In den vergangenen Jahren hat sich die Operationstechnik revolutioniert: Minimalinvasive Techniken, bei denen durch kleinste Öffnungen im Körper operiert wird, sind für die Patienten viel schonender und durch modernste Hilfsmittel sogar deutlich präziser. Einige Menschen waren von diesen medizinischen Fortschritten aufgrund verschiedener körperlicher Einschränkungen jedoch weitgehend ausgeschlossen. Denn diese Verfahren müssen häufig mit Röntgengeräten oder einem Magnetresonanztomographen überwacht werden. Die dafür benötigten Kontrastmittel sind für manche Patienten zu belastend, andere konnten bisher aufgrund ihres Körperumfangs nicht an diesen Geräten operiert werden. Am Frankfurter Universitätsklinikum wurde Ende 2016 weltweit erstmalig das neue Bildgebungssystem Artis pheno von Siemens installiert und ist jetzt im Regelbetrieb. Es ist sowohl äußerst schonend als auch extrem flexibel und ermöglicht dadurch Patienten mit körperlichen Einschränkungen den Zugang zu minimalinvasiven Operationsmethoden. Darüber hinaus verfügt die Technologie über eine bis zu vierfach verbesserte Bildgebung und ein völlig neuartiges System zur Vermeidung von Keimverunreinigung.

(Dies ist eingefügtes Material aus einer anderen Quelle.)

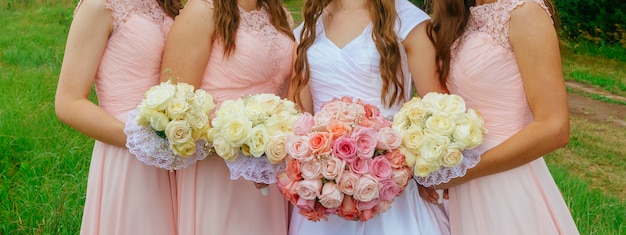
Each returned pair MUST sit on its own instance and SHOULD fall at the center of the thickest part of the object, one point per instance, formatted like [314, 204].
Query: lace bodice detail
[493, 20]
[122, 10]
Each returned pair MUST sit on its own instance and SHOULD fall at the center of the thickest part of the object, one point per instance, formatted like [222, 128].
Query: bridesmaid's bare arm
[421, 58]
[188, 43]
[538, 57]
[86, 41]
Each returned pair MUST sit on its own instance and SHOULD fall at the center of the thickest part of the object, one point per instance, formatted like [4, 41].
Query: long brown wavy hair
[383, 15]
[227, 20]
[449, 22]
[171, 7]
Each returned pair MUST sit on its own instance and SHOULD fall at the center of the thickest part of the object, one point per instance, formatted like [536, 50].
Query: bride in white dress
[339, 55]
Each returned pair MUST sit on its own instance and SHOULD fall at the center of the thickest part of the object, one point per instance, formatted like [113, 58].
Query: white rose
[424, 168]
[184, 91]
[158, 121]
[158, 96]
[433, 147]
[258, 140]
[237, 131]
[276, 150]
[440, 125]
[224, 149]
[452, 157]
[176, 108]
[185, 149]
[178, 132]
[413, 138]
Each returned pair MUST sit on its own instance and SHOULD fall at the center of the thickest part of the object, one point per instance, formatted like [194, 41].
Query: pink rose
[381, 168]
[309, 189]
[332, 168]
[347, 182]
[345, 148]
[331, 196]
[360, 205]
[367, 214]
[293, 169]
[338, 129]
[317, 214]
[366, 189]
[348, 209]
[303, 125]
[366, 139]
[306, 205]
[401, 176]
[388, 139]
[389, 190]
[298, 147]
[396, 158]
[287, 187]
[311, 169]
[320, 142]
[361, 165]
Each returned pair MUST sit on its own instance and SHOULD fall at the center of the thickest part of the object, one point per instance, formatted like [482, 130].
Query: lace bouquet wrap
[169, 128]
[344, 161]
[440, 137]
[250, 133]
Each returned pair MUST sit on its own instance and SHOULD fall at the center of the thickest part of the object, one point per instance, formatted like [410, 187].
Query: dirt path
[595, 110]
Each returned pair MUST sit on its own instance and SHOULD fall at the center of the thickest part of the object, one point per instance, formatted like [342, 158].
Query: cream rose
[237, 131]
[452, 157]
[178, 132]
[224, 149]
[275, 149]
[185, 149]
[177, 108]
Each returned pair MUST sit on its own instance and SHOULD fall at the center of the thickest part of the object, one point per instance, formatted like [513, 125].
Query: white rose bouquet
[250, 133]
[169, 128]
[438, 133]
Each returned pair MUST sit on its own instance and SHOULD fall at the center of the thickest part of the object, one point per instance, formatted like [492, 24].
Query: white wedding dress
[354, 71]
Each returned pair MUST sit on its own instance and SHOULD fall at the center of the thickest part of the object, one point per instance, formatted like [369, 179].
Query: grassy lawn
[44, 164]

Die beste Behandlung auch bei körperlichen Einschränkungen
Die zentralen Bausteine des Systems sind eine vielseitige Liege und ein Röntgengerät in C-Form. Dieser Bogen hat einen freien Innendurchmesser von 95,5 Zentimetern und kann durch einen leistungsfähigen, präzisen und sehr flexiblen Roboterarm in allen gewünschten Stellungen rund um Liege und Patient positioniert werden. Menschen mit einem größeren Körperumfang oder einer eingeschränkten Bewegungsfreiheit ließen sich zum Teil mit den bestehenden Systemen nicht behandeln. Artis pheno bietet jetzt ausreichenden Raum. Zudem ist der Tisch fast beliebig elektronisch kippbar und auf ein maximales Patientengewicht von bis zu 280 Kilogramm ausgelegt. Die Flexibilität des Geräts ermöglicht den Ärzten auch eine ideale individuelle Arbeitshaltung, was sich wiederum positiv auf die Qualität der Behandlung auswirkt.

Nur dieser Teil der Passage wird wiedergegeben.